Por ahí escuché alguna vez que a los 40 una puede ser una mujer libre, rabiosa, experimentada y deseosa de alcanzar su placer, una sugar mommy, una femme fatale que se enreda en el cuerpo de veinteañeros para robarles la fuente de energía vital -quién va a negar que suena tentador eso de un poco de energía extra-, este ideal suena más a una percepción masculina que femenina, esa idea de la fiesta, el trago y el sexo desenfrenado corresponde en general más a las aspiraciones de los hombres que de las mujeres, por mucho que ahora en este siglo veamos a mujeres siendo sumamente juveniles y empoderadas en el cuarto o quinto piso de su vida.
Al menos en mí existe una urgente necesidad que grita de mi cuerpo de señora: tranquilidad y ternura. Mi cuerpo, uno femenino más allá de la genitalia, va adquiriendo nuevas manifestaciones del deseo en la dulzura y el silencio.
Ahí está el caso de Madonna y el énfasis a su edad y a los 26 años de su novio. Si Madonna, la reina del pop, no se libra de las críticas a lo que llaman “su decadencia”, cómo no esperar que a mi me digan señora en todos lados, y peor aún, que yo atienda el llamado sin chistar. Porque mientras Madonna usa la misma ropa que Dua Lipa, Carolina Herrera da lecciones de señoritud: cortarse el pelo y no usar minifaldas ni pantalones de mezclilla ajustados cuando rebasas los 40, que es prácticamente lo mismo que piensa mi madre cuando me dice que ya soy una señora y que para qué quiero otro tatuaje. “Cuando llegas a cierta edad, debes tener cuidado con lo que te queda bien”, dijo la diseñadora, mientras pienso que mi vestido juvenil combina perfecto con mis tenis, según yo.

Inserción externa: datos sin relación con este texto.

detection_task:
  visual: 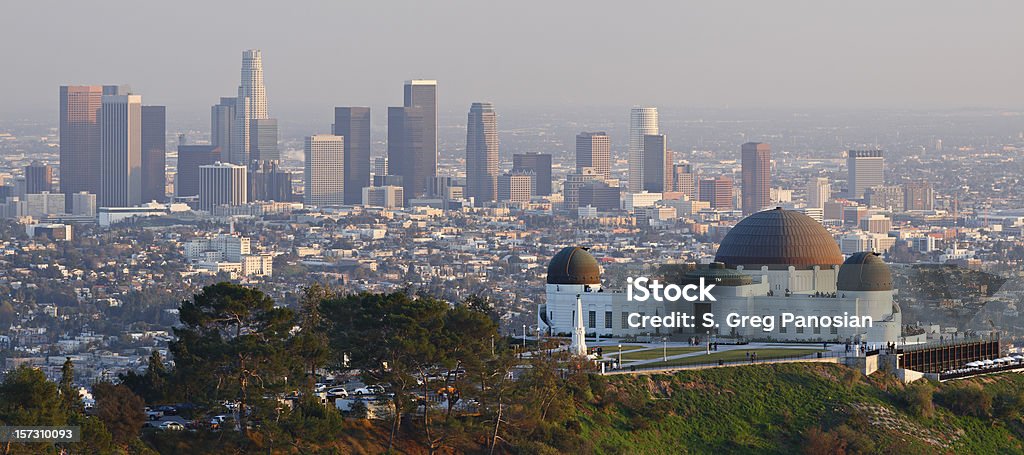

Y aquí estoy, emocionada porque me quedó delicioso el arroz con leche, cuando la norma me empuja a la calle a buscar veinteañeros con ganas de aprender a coger. Aquí estoy, buscando tranquilidad y serenidad, como señora, retomando el bordado que me dio inmensas horas de placer en plena pandemia, horas de placidez en el cuerpo envuelto en una bata, persiguiendo dialécticamente el lenguaje del cuerpo y el cuerpo del lenguaje. Aquí estoy, siendo una señora que aprendió a gozar viendo crecer las plantas, a desear la felpa de la ropa en mi cuerpo desnudo. Porque una vez que llega la señoritud, ya no hay marcha atrás.